İbrâhim el-imâm

82 (701) yılında Humeyme'de doğdu. Babası Muhammed b. Ali, Emevîler'e karşı gizlice Abbâsî propagandasını önce Kûfe'de Benî Müsliye'den Hârisî kabilesi mensupları arasında başlatmış, daha sonra karargâhını Horasan'a nakletmiş, 125'te (743) vefatından önce yerine oğlu İbrâhim'i imam olarak bırakmıştır. Hareketin mücadeleci bir özellik kazanması İbrâhim el-İmâm'la başlamış ve bu hareket kısa sürede Hâşimoğulları'nın ümidi durumuna gelmiştir. Onun Abbâsî davasındaki başarısında babasını her hususta destekleyen Süleyman b. Kesîr el-Huzâî, Mâlik b. Heysem el-Huzâî, Lâhiz b. Kureyz el-Mer'î et-Temîmî, Kahtabe b. Şebîb et-Tâî, Ebû Hâşim Bekir (Bükeyr) b. Mâhân, Ebû Mûsâ es-Serrâc gibi nakîblerin önemli katkıları oldu. Bunlardan Bekir b. Mâhân, 127'de (745) vefat edince İbrâhim onun tavsiyesi üzerine yerine damadı Ebû Seleme Hafs b. Süleyman el-Hallâl'i Kûfe'ye başnakîb olarak tayin etti. Aynı yıl Süleyman b. Kesîr, Lâhiz b. Kureyz ve Kahtabe hac mevsiminde Mekke'ye gidip daha önce buraya gelen İbrâhim ile durumu görüştüler. Bu buluşmada Ebû Müslim-i Horasânî de bulundu (İbnü'l-Esîr, V, 339).

Yirmi beş yılı aşkın bir süreden beri başarılı bir şekilde yürütülmüş olan faaliyetler sonucu Horasan'da ortamın hazır duruma geldiğini düşünen Süleyman b. Kesîr el-Huzâî ve diğer nakîbler, İbrâhim el-İmâm'dan Horasan'da kendisini temsil etmek üzere ailesinden bir kişiyi göndermesini istediler. İbrâhim bu görevi önce Süleyman b.

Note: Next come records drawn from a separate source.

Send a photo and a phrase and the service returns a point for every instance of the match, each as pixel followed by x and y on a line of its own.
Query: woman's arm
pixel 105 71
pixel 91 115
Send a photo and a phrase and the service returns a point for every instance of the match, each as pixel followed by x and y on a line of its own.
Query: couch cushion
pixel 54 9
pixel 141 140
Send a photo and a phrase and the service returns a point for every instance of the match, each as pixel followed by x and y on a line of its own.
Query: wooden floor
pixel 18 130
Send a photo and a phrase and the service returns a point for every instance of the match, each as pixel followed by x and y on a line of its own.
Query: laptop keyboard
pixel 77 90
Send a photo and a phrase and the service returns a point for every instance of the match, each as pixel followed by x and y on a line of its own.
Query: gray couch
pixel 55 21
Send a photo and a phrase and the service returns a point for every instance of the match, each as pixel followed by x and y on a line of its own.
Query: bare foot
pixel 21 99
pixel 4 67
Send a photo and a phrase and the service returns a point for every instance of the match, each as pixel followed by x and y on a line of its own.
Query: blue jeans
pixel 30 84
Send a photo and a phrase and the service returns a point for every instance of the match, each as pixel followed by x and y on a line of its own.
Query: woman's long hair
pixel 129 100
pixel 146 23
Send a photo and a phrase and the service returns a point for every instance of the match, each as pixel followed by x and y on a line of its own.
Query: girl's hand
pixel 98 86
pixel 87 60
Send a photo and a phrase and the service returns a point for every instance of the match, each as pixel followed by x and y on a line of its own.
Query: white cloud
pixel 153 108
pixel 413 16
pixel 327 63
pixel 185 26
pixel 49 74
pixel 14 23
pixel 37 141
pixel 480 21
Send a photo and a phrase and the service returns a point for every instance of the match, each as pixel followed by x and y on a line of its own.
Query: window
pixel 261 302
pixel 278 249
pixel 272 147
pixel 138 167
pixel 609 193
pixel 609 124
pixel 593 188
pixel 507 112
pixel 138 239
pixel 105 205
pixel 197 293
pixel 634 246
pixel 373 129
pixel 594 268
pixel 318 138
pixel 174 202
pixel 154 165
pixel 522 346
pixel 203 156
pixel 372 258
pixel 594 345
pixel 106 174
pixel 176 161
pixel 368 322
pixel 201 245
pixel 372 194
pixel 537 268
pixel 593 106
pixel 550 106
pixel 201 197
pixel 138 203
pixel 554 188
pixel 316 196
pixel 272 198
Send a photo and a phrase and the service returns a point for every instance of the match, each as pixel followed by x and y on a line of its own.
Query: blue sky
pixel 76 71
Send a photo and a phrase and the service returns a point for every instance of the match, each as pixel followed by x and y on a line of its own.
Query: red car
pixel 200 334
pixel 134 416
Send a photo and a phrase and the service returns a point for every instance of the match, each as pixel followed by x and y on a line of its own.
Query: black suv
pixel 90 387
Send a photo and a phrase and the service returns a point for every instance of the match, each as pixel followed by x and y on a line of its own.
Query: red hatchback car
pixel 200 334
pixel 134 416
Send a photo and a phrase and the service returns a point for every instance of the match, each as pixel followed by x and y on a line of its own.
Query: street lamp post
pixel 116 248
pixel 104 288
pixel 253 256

Kesîr el-Huzâî'ye, o kabul etmeyince Kahtabe b. Şebîb et-Tâî ve İbrâhim b. Selime'ye teklif etti. Ancak bunlar da görevi kabul etmek istemediler. Bunun üzerine İbrâhim, kendisine Ebû Mûsâ es-Serrâc tarafından getirilen, Ebû Müslim künyesini verdiği mevlâsını görevlendirdi (128/746). Ebû Müslim, Horasan'a gitmek üzere ayrılırken ona Kûfe'de bulunan Ebû Seleme el-Hallâl ile sürekli temasta bulunmasını ve Horasan'da da Süleyman el-Huzâî'nin emirlerine itaat etmesini söyledi. Nakîbler Horasan bölgesinde ve özellikle Merv'de propaganda faaliyetlerini Araplar üzerinde yoğunlaştırıp onları kazanmaya çalışıyor ve bunda başarılı oluyorlardı. Çalışmalar sonucunda Emevîler'in askerî, idarî ve malî siyasetlerinden memnun olmayan Araplar'ın büyük çoğunluğu Emevîler'e karşı girişilen protesto hareketlerine katılmaya başladı.

İbrâhim el-İmâm'ın emri üzerine Abbâsî taraftarları, Abbâsîler'i sembolize eden siyah elbiseler giyerek ve siyah bayraklar çekerek isyanı fiilen başlattılar (25 Ramazan 129 / 9 Haziran 747). Merv yakınlarındaki Sifezenç'e (Sefîzenc) yerleşen Ebû Müslim, Ali b. Cüdey' el-Kirmânî'yi Horasan valisi olarak tanımak suretiyle kendi saflarına çekti ve daha sonra onu Hâricî Şeybân es-Sagīr'in isyanını bastırmakla görevlendirdi. Böylece Abbâsî taraftarları, Nasr b. Seyyâr'ı Merv'den çıkarmak için hiç zorlanmadılar (9 Cemâziyelâhir 130 / 14 Şubat 748). İbrâhim el-İmâm, Horasan'ın kontrolünü eline aldıktan sonra Kahtabe b. Şebîb et-Tâî'yi Irak'a doğru ilerlemekte olan Horasan ordusunun kumandanlığına tayin etti.

İsyan batıya doğru yayılmaya başladığı sıralarda İbrâhim el-İmâm, Emevî Halifesi II. Mervân tarafından Humeyme'de tutuklandı (130 sonu veya 131 başları / 748 sonları). İbrâhim el-İmâm hapisteyken yerine gizlice, daha sonra ilk Abbâsî halifesi olacak olan kardeşi Ebü'l-Abbas es-Seffâh'ı imam tayin etti; ailesine de onunla birlikte Kûfe'ye gitmesini söyledi. Harran'a götürülerek hapsedilen İbrâhim el-İmâm 132 Muharreminde (Eylül 749) burada öldü. Mervân'ın emri üzerine öldürüldüğü veya aynı yıl veba salgınında öldüğü rivayet edilmektedir.